Le vieux forgeron tapota l'épaule d'Eamon, d'une main ferme et rassurante. « Tu feras de grandes choses, Eamon. Je crois en toi. »
Eamon se retourna et quitta la forge, sortant dans l'air frais du matin. Les nuages au-dessus de lui s'étaient assombris et les premières gouttes de pluie commencèrent à tomber, parsemant les pavés à ses pieds. Eamon resserra sa cape autour de lui, serrant fermement le médaillon dans sa main.
Tandis qu'il traversait le village, la décision qu'il avait prise s'abattait sur lui comme un manteau. La peur et l'incertitude persistaient, mais derrière tout cela, il y avait quelque chose d'autre, quelque chose qui lui manquait depuis si longtemps. L'espoir.

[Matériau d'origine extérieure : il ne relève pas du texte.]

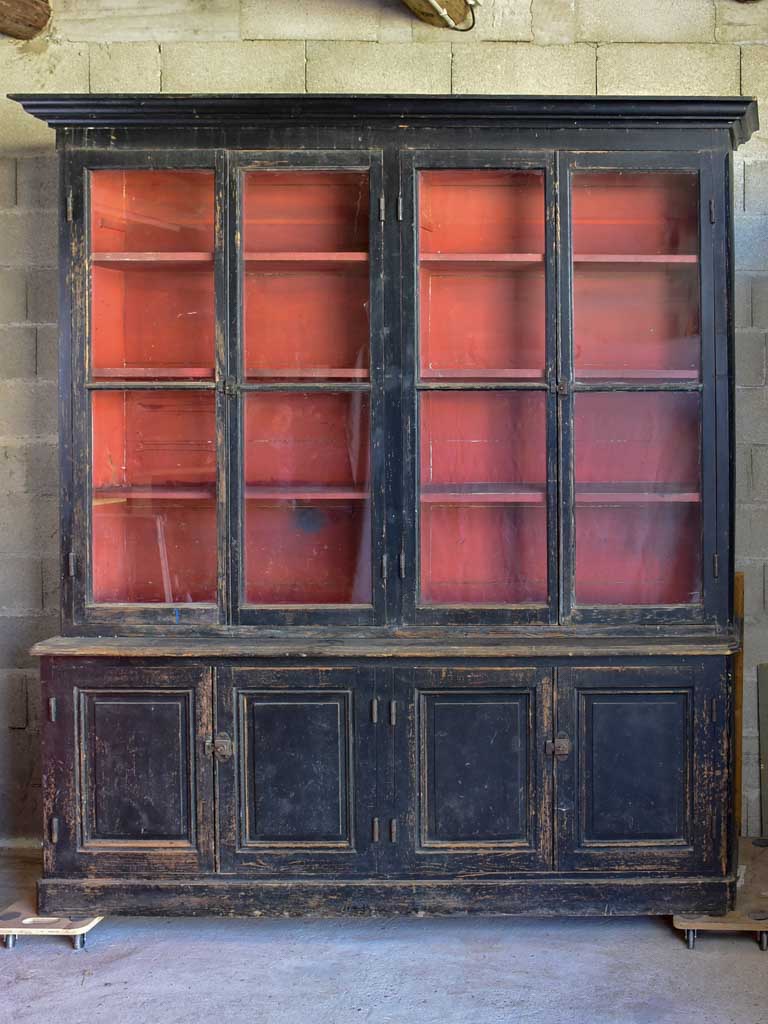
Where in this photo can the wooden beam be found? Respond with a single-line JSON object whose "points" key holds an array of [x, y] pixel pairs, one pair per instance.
{"points": [[24, 18]]}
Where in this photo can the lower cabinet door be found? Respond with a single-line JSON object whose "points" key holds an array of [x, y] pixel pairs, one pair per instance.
{"points": [[127, 784], [641, 784], [472, 779], [298, 794]]}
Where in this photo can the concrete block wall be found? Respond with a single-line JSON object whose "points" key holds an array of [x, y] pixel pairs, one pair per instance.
{"points": [[519, 46]]}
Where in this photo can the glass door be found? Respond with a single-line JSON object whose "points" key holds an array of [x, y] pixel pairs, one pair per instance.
{"points": [[151, 368], [480, 361], [638, 413], [311, 485]]}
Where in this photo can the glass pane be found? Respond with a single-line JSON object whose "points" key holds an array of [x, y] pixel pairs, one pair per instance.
{"points": [[638, 505], [307, 500], [154, 505], [482, 310], [636, 293], [152, 274], [306, 275], [482, 500]]}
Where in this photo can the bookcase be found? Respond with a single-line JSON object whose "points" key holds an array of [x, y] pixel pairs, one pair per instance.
{"points": [[396, 506]]}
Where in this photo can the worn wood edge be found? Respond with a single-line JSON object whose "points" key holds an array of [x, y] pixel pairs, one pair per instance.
{"points": [[394, 647], [558, 897], [738, 696]]}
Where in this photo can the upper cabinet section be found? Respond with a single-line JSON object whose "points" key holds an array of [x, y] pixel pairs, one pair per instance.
{"points": [[152, 253], [395, 361]]}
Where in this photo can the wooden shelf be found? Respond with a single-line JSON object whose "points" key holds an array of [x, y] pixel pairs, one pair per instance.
{"points": [[305, 494], [474, 374], [141, 493], [483, 494], [641, 258], [633, 494], [308, 373], [504, 260], [623, 374], [133, 261], [153, 373]]}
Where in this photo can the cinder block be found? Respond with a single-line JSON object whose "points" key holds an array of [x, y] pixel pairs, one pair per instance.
{"points": [[742, 301], [668, 69], [43, 66], [7, 182], [42, 296], [38, 181], [750, 243], [751, 353], [752, 416], [652, 20], [752, 536], [759, 307], [28, 237], [47, 351], [364, 19], [499, 20], [12, 296], [759, 470], [17, 351], [743, 472], [125, 68], [28, 409], [554, 22], [740, 23], [116, 20], [17, 634], [273, 67], [29, 525], [756, 184], [378, 68], [29, 468], [20, 585], [755, 72], [524, 68]]}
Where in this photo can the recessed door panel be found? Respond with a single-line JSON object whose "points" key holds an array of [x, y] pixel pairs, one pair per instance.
{"points": [[472, 779], [129, 787], [637, 787], [298, 794]]}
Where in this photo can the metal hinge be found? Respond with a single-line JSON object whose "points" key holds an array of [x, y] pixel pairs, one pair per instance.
{"points": [[220, 747], [560, 747]]}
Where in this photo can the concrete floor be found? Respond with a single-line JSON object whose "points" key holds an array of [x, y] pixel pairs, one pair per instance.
{"points": [[459, 971]]}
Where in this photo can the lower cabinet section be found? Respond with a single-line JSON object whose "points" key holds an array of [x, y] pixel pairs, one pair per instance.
{"points": [[472, 786]]}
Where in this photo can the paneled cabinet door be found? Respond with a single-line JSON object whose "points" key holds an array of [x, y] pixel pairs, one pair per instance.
{"points": [[472, 776], [297, 786], [127, 783], [643, 785]]}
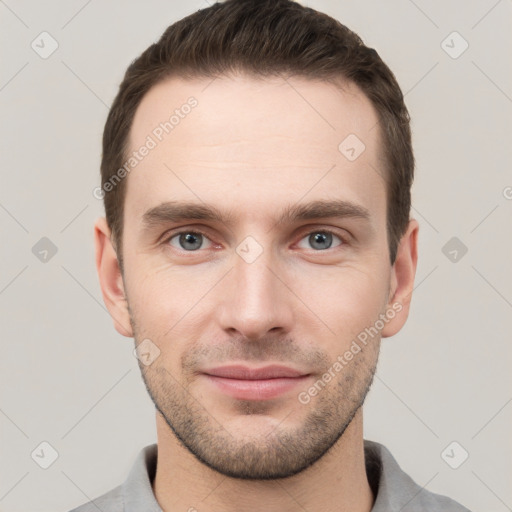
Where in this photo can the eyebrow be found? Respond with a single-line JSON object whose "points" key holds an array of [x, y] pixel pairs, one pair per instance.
{"points": [[174, 211]]}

Eamon ne savait pas ce que l'avenir lui réservait, ni à quels dangers il serait confronté, mais il était sûr d'une chose : son voyage avait commencé. Et quoi qu'il arrive, il était prêt à l'affronter.
Maxwell Stonebridge
Adieu à Grayridge
Les premières lueurs de l'aube passèrent par la petite fenêtre de la chambre d'Eamon, projetant de longues ombres sur le parquet usé. Il s'assit au bord de son lit, les yeux fixés sur les simples affaires disposées devant lui : un solide sac en cuir, quelques vêtements de rechange, des provisions séchées et le vieux poignard que Thane lui avait donné. Sa main planait au-dessus du sac, hésitant à le fermer, comme si cet acte allait sceller sa décision de partir.
Les pensées d'Eamon étaient un mélange d'excitation et de terreur. Le médaillon, bien rangé dans une poche de sa tunique, lui semblait comme une lourde pierre contre la poitrine. Les paroles du mystérieux visiteur résonnaient dans son esprit, mais à présent, dans la froide lumière du matin, elles ressemblaient moins à un appel à l'aventure qu'à un souvenir lointain et obsédant.
Un léger coup frappé à la porte le sortit de sa rêverie. Il leva les yeux lorsque la porte s'ouvrit en grinçant et que sa mère entra, ses traits doux gravés d'inquiétude. Elle avait toujours su qu'Eamon était un rêveur, mais là c'était différent, elle pouvait le voir dans ses yeux.
« Tu te lèves tôt », dit-elle, sa voix calme mais teintée d'inquiétude.
Eamon força un sourire, mais il n'atteignit pas ses yeux. « Il y a beaucoup à faire », répondit-il, son ton ne trahissant pas le trouble qui l'habitait. Il reporta son attention sur le sac, le refermant avec précaution, comme s'il essayait de chasser l'incertitude qui le rongeait.
Sa mère s’approcha, son regard se tournant vers le sac rempli. « Tu vas quelque part ? » demanda-t-elle, même si elle connaissait déjà la réponse.